Prior to that first meeting between humans and honeybees, these adaptable insects had flowering plants and also the natural world largely to themselves – more or less the odd dinosaur – and also over a span of tens of millions of years had evolved alongside flowering plants coupled with selected those which provided the best and quantity of pollen and nectar because of their use. We can easily assume that less productive flowers became extinct, save for those that adapted to presenting the wind, instead of insects, to spread their genes.

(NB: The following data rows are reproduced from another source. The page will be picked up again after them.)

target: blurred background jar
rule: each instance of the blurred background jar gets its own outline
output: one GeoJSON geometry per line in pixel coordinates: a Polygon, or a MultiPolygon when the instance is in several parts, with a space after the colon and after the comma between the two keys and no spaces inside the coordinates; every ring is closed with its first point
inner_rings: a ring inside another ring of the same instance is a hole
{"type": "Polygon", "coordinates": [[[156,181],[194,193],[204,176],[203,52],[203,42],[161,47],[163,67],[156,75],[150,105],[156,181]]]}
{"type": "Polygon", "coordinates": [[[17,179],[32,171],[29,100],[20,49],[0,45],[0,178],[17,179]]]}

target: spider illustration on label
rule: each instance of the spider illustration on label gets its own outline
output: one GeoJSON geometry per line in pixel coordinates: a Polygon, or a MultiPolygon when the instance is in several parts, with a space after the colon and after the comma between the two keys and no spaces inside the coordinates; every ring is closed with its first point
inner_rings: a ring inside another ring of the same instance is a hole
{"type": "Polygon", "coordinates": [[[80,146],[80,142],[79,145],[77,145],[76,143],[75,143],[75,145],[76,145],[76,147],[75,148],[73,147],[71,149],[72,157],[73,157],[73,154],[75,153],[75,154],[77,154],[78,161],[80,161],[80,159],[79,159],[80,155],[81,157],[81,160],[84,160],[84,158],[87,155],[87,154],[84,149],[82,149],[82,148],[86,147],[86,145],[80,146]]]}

It really is those years – perhaps 130 million by a few counts – the honeybee continuously turned out to be the highly efficient, extraordinarily adaptable, colony-dwelling creature that people see and speak to today. Using a amount of behavioural adaptations, she ensured an increased a higher level genetic diversity inside the Apis genus, among which is propensity of the queen to mate at a ways from her hive, at flying speed possibly at some height through the ground, with a dozen approximately male bees, which have themselves travelled considerable distances from their own colonies. Multiple mating with strangers from another country assures a degree of heterosis – vital to the vigour associated with a species – and carries its mechanism of selection for the drones involved: only the stronger, fitter drones ever get to mate.

An unusual feature with the honeybee, which adds a species-strengthening edge against your competitors on the reproductive mechanism, is that the male bee – the drone – comes into the world from an unfertilized egg by way of a process called parthenogenesis. Which means the drones are haploid, i.e. only have some chromosomes produced from their mother. This in turn implies that, in evolutionary terms, top biological imperative of passing on her genes to generations to come is expressed in her genetic acquisition of her drones – remembering that her workers cannot reproduce and so are thus a genetic no-through.

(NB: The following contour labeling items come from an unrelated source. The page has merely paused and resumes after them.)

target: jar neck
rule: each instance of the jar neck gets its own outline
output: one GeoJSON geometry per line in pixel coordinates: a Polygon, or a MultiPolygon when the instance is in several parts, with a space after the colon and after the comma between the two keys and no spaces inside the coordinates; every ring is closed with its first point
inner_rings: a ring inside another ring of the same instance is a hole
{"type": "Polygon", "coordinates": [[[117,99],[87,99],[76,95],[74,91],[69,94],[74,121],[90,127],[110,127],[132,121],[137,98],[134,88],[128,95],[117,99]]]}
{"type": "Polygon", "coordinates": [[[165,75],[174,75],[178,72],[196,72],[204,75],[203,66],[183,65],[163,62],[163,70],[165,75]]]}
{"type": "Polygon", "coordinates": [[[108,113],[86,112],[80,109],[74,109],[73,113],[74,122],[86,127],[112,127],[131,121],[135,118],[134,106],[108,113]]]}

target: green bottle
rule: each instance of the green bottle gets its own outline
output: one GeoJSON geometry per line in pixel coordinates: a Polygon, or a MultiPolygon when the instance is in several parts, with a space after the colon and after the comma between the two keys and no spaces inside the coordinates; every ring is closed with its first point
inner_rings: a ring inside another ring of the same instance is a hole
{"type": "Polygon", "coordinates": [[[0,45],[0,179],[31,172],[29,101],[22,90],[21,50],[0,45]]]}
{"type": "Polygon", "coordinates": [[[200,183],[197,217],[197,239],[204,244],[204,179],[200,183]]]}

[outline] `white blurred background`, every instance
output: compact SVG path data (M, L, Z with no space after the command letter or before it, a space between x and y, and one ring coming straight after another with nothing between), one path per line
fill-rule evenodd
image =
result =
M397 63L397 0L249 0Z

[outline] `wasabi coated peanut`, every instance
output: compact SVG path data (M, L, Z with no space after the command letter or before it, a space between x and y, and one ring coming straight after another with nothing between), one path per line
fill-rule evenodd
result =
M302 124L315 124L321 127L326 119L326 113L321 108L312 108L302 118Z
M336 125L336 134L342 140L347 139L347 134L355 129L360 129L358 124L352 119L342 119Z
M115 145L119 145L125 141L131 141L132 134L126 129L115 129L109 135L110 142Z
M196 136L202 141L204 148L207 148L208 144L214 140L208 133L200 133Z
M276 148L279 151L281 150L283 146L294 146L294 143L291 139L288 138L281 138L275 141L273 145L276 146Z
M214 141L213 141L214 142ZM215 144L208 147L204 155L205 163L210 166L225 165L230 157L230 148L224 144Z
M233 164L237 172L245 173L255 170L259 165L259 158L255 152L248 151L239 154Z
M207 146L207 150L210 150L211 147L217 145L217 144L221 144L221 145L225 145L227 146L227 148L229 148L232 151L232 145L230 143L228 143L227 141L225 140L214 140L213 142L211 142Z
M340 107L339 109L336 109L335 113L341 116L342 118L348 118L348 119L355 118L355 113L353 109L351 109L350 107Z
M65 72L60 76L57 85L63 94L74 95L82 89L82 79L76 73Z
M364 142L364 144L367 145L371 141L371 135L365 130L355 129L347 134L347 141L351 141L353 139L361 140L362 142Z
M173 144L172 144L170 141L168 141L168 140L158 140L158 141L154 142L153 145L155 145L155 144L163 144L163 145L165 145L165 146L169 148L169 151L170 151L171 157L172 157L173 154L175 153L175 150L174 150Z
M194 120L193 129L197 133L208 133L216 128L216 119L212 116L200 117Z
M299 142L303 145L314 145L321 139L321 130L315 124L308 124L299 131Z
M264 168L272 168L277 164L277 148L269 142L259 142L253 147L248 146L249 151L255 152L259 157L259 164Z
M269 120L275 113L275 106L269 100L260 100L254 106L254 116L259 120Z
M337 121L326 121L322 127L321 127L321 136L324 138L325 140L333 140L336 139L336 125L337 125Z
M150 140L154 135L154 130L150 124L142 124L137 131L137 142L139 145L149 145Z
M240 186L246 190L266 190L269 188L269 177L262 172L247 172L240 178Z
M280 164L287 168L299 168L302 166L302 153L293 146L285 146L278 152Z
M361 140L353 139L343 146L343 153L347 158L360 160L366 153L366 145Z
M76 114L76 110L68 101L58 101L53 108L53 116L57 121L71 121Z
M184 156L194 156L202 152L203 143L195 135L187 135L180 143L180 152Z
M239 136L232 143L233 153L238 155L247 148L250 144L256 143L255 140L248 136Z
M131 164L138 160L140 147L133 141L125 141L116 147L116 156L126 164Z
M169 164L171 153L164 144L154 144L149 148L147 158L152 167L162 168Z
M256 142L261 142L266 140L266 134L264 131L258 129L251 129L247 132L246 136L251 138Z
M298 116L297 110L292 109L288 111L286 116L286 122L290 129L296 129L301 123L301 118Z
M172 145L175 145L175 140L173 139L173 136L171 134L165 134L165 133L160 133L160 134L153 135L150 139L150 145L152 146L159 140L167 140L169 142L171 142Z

Therefore the suggestion I created to the conference was that a biologically and logically legitimate way of in connection with honeybee colony is really as ‘a living system for producing fertile, healthy drones with regards to perpetuating the species by spreading the genes of the best quality queens’.

Considering this model of the honeybee colony provides an entirely different perspective, in comparison to the traditional viewpoint. We can easily now see nectar, honey and pollen simply as fuels because of this system and also the worker bees as servicing the requirements of the queen and performing each of the tasks necessary to ensure that the smooth running in the colony, to the ultimate reason for producing top quality drones, that can carry the genes of these mother to virgin queens using their company colonies far away. We are able to speculate regarding biological triggers that cause drones to become raised at certain times and evicted as well as killed off sometimes. We are able to take into account the mechanisms which could control the amount of drones being a number of the general population and dictate how many other functions that they’ve within the hive. We are able to imagine how drones seem able to uncover their approach to ‘congregation areas’, where they appear to accumulate when looking forward to virgin queens to feed by, whenever they themselves rarely survive a lot more than around three months and almost never from the winter. There is much that individuals still have no idea and may never fully understand.